Erbil ile Merağe arasındaki bölge, düz ve yeşil olup Moğol ordusunun dinlenmesi için ideal bir yerdi ve askeri manevralarının çoğu burada yapılıyordu. Özellikle Eşne ve Sablağ bölgelerinin egemenliklerinde bu yerler, onlar için önemli bir güzergâhtı. Olcayto Han döneminde, Kürdistan’ın başkenti Bahar Kalesi’nden Sultanabad’a taşındı çünkü bölge büyük bir tahribata uğramıştı. Nüzhet el-Kulub adlı eserde, bölgenin Selçuklular dönemindeki zenginliğinden övgüyle bahsedilir ve Moğollar döneminde bölgenin gelirinin on kat azaldığı belirtilir.
İlhanlı Devleti’nin çöküşüyle, iki Moğol ailesi egemenlik için çatışmaya girdi.
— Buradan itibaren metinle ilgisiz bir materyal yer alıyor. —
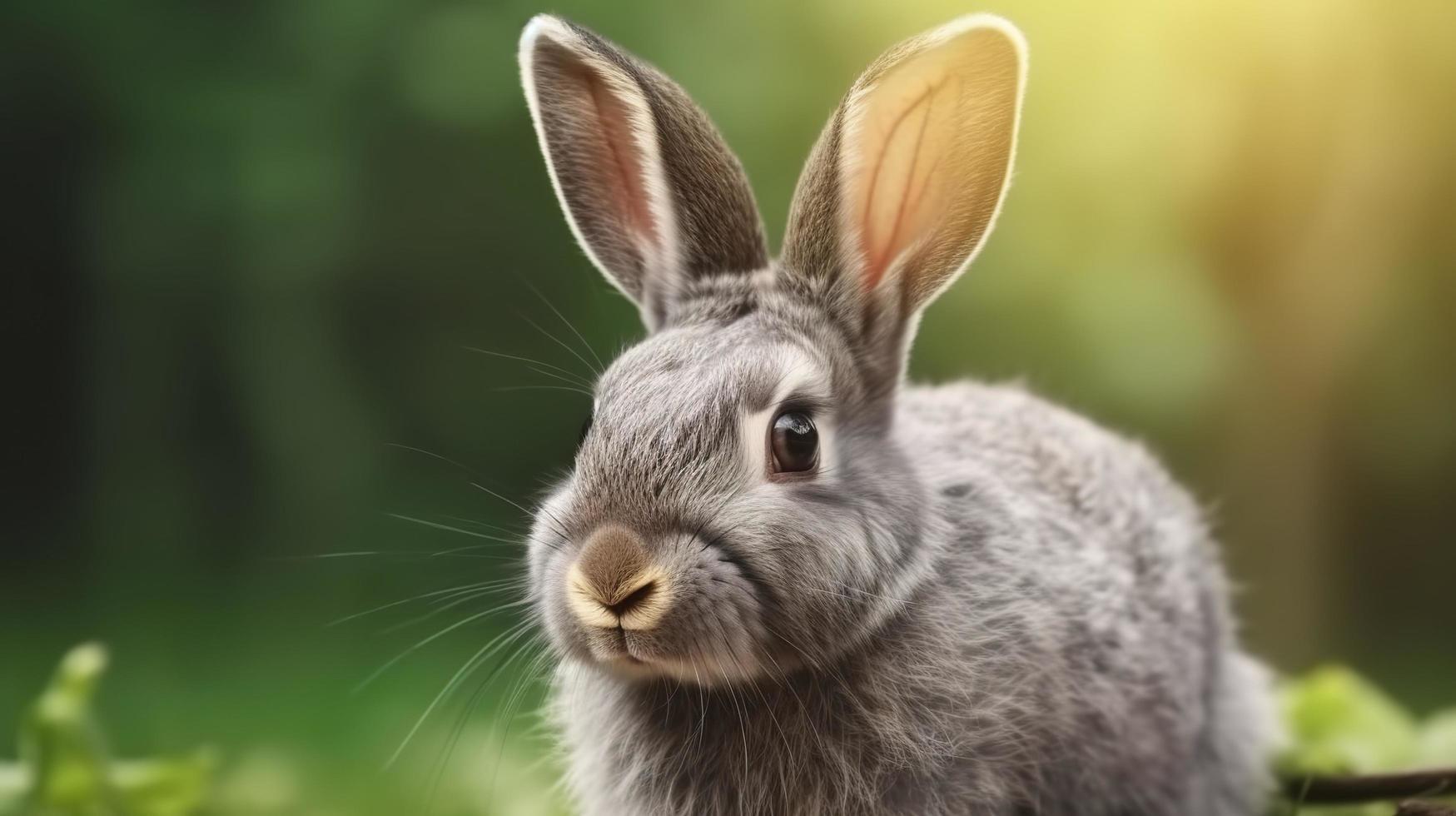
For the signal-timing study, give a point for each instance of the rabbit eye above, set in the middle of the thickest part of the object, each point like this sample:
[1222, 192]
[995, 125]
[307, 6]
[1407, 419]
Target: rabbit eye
[794, 442]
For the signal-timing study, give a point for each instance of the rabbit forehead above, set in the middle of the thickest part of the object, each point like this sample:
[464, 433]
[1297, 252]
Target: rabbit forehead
[703, 371]
[668, 420]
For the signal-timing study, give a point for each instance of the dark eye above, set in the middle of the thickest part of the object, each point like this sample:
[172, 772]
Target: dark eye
[794, 442]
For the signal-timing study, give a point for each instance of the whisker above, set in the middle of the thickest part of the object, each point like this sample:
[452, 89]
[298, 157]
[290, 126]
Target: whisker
[530, 361]
[417, 647]
[569, 326]
[455, 679]
[347, 618]
[558, 341]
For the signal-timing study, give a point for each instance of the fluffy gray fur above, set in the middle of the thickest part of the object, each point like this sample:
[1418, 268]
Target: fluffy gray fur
[980, 604]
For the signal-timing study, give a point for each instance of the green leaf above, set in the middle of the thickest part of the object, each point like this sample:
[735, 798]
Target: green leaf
[1341, 723]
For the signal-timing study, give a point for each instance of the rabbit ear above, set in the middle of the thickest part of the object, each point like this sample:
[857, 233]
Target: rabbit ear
[909, 175]
[651, 192]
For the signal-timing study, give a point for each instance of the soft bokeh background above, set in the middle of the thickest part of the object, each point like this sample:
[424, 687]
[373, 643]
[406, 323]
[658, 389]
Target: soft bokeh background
[248, 245]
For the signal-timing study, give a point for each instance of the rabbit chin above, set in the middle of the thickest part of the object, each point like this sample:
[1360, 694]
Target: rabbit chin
[620, 656]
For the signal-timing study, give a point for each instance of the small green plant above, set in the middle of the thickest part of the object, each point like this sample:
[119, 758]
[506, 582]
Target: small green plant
[64, 769]
[1339, 724]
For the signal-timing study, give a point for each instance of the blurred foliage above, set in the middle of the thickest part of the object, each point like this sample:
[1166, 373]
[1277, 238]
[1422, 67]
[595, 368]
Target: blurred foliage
[249, 241]
[1339, 723]
[64, 769]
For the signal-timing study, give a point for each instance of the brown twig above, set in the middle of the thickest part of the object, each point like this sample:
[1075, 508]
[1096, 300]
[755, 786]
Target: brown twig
[1423, 809]
[1370, 787]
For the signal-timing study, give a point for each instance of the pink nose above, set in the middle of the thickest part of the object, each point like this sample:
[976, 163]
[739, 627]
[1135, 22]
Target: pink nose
[614, 583]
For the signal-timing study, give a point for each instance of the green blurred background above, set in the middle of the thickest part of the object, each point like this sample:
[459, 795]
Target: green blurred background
[249, 244]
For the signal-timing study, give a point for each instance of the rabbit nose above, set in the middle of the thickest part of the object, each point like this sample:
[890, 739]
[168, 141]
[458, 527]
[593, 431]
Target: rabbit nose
[614, 583]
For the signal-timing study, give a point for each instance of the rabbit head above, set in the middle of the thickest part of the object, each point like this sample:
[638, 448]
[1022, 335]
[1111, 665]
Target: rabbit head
[738, 505]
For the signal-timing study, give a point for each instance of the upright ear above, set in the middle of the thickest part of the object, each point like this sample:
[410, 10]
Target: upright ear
[909, 175]
[651, 192]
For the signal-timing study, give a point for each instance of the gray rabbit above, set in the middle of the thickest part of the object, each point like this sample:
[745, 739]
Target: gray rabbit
[781, 580]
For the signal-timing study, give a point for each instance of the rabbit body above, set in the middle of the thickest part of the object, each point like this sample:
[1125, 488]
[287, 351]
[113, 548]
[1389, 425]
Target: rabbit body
[778, 580]
[1072, 654]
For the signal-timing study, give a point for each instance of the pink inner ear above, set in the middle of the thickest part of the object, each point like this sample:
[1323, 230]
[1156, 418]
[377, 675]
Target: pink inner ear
[619, 159]
[905, 155]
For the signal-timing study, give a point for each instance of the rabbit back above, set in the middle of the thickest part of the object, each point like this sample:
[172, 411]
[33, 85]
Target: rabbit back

Bu ailelerden biri Salduz, diğeri ise Celayir olarak biliniyordu. 1337’de, Moğol yönetimindeki bölge, bu iki aile arasında paylaşıldı. Bu bölüşümle, İran Kürdistanı ve Huzistan Salduz ailesinin egemenliğine geçti ve 1382-1383 yıllarında Emir Bayezid Celayiri, Irak’ta geniş bir krallık kurdu.